Modular Digital Twin: Splitting the Monolith
The warehouse twin started as a single 2,000-line HTML file. Today I split it into 8 ES modules: renderer, camera, scene, dock-doors, trailers, yard, pathfinding, and overlay. Each module owns its own state and communicates through the warehouse state engine. WebSocket security got hardened — every message now validates against the state engine before touching the twin. The yard management overlay with NXP-styled floating panels is live. Aisle-based pathfinding is queued next.

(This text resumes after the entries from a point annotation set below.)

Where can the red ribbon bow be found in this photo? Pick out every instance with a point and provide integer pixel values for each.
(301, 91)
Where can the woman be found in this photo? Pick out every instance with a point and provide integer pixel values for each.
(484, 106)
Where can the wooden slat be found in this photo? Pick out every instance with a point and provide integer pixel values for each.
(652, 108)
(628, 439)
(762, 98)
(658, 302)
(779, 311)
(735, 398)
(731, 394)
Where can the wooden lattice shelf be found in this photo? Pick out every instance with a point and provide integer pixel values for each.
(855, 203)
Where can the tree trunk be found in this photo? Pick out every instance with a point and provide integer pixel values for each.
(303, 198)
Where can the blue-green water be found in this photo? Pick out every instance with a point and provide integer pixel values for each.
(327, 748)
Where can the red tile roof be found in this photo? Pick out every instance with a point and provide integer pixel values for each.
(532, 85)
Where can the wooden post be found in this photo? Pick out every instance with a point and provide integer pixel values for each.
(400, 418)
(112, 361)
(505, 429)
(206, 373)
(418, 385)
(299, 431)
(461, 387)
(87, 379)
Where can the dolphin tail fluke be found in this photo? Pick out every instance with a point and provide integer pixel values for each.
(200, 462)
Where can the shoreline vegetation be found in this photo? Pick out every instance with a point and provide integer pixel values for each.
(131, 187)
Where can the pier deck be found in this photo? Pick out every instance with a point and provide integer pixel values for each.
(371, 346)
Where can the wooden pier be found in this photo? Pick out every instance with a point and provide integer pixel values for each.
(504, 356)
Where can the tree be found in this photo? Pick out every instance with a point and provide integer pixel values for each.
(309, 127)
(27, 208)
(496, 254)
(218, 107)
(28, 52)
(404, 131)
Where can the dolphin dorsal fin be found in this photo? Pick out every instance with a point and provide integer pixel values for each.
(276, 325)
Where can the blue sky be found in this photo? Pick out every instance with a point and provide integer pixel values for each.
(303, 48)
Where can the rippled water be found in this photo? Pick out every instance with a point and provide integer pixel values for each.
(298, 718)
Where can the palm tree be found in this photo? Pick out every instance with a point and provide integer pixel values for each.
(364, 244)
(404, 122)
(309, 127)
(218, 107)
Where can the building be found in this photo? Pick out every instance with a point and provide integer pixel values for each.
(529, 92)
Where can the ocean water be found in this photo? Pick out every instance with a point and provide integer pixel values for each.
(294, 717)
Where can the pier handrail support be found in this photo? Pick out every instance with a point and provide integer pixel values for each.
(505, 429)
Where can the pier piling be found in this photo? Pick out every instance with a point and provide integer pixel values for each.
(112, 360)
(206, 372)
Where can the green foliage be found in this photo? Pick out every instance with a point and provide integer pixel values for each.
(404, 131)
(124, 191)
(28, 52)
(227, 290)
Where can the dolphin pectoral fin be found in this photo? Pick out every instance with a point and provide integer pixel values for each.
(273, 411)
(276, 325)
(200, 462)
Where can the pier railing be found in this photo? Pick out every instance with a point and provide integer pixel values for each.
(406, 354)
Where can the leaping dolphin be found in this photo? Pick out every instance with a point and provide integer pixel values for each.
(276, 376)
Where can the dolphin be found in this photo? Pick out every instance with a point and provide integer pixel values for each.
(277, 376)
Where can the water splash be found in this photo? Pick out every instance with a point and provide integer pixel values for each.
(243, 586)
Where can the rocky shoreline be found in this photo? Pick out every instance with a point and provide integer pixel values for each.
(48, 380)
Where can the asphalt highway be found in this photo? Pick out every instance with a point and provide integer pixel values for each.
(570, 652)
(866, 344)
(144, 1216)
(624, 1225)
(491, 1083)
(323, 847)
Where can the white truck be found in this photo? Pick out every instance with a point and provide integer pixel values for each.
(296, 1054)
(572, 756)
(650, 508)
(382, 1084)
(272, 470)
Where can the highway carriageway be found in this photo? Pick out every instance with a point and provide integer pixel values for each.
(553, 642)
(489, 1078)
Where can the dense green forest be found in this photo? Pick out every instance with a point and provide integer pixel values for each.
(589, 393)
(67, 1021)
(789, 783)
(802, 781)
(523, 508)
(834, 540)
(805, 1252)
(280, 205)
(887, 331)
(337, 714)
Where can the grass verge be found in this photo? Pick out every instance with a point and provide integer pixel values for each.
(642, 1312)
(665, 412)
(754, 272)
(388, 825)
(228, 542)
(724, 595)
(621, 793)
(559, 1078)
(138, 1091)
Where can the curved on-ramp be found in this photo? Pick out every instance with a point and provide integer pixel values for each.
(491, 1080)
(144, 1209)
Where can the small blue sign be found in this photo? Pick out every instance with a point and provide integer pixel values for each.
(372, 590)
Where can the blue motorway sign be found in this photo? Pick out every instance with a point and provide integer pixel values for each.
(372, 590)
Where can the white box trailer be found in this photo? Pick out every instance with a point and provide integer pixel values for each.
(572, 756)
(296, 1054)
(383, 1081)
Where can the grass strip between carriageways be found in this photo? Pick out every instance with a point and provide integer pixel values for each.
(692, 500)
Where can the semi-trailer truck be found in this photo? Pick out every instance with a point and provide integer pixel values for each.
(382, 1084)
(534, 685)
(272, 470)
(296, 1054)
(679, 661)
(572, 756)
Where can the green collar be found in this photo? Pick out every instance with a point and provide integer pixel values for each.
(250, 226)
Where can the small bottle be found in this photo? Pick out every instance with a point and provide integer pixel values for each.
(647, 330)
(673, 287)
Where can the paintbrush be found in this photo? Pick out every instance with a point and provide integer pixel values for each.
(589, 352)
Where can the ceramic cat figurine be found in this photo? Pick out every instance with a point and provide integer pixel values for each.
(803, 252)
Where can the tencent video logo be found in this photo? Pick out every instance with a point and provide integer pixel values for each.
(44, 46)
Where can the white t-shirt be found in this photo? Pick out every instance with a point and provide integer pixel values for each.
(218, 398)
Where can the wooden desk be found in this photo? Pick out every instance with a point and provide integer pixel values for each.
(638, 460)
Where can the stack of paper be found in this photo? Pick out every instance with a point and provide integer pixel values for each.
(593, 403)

ONE Neural Engine: From 15 to 34 Modules
ONE started as a simple prediction engine. 20 days later it has 34 modules: Signal Bus, Guardian supervisor, Cortex learning loop, Predictor, Memory, circuit breakers, 6 vertical plugins, and 24 domain processors. The Guardian self-healing supervisor monitors every subsystem and auto-restarts crashed engines in under 2 seconds. Signal Bus processes 2,800+ events per minute. Every module emits structured telemetry. This is the architecture that makes sub-50ms response times possible.
Why I’m Building OMNIS
I spent 10 years on the warehouse floor. Dock worker, dispatcher, logistics coordinator, operations supervisor. I watched dispatchers assign doors with a whiteboard. I watched $150/hr detention charges pile up because nobody tracked dwell time. I watched supervisors lose 4+ hours a day to phone calls and manual coordination. Every warehouse software I used was either too expensive, too complicated, or missing the features that actually matter on the dock floor. So I’m building the one I wished existed. Node.js, Supabase, WebSocket, vanilla JS. No framework tax. Just the tools a dock needs.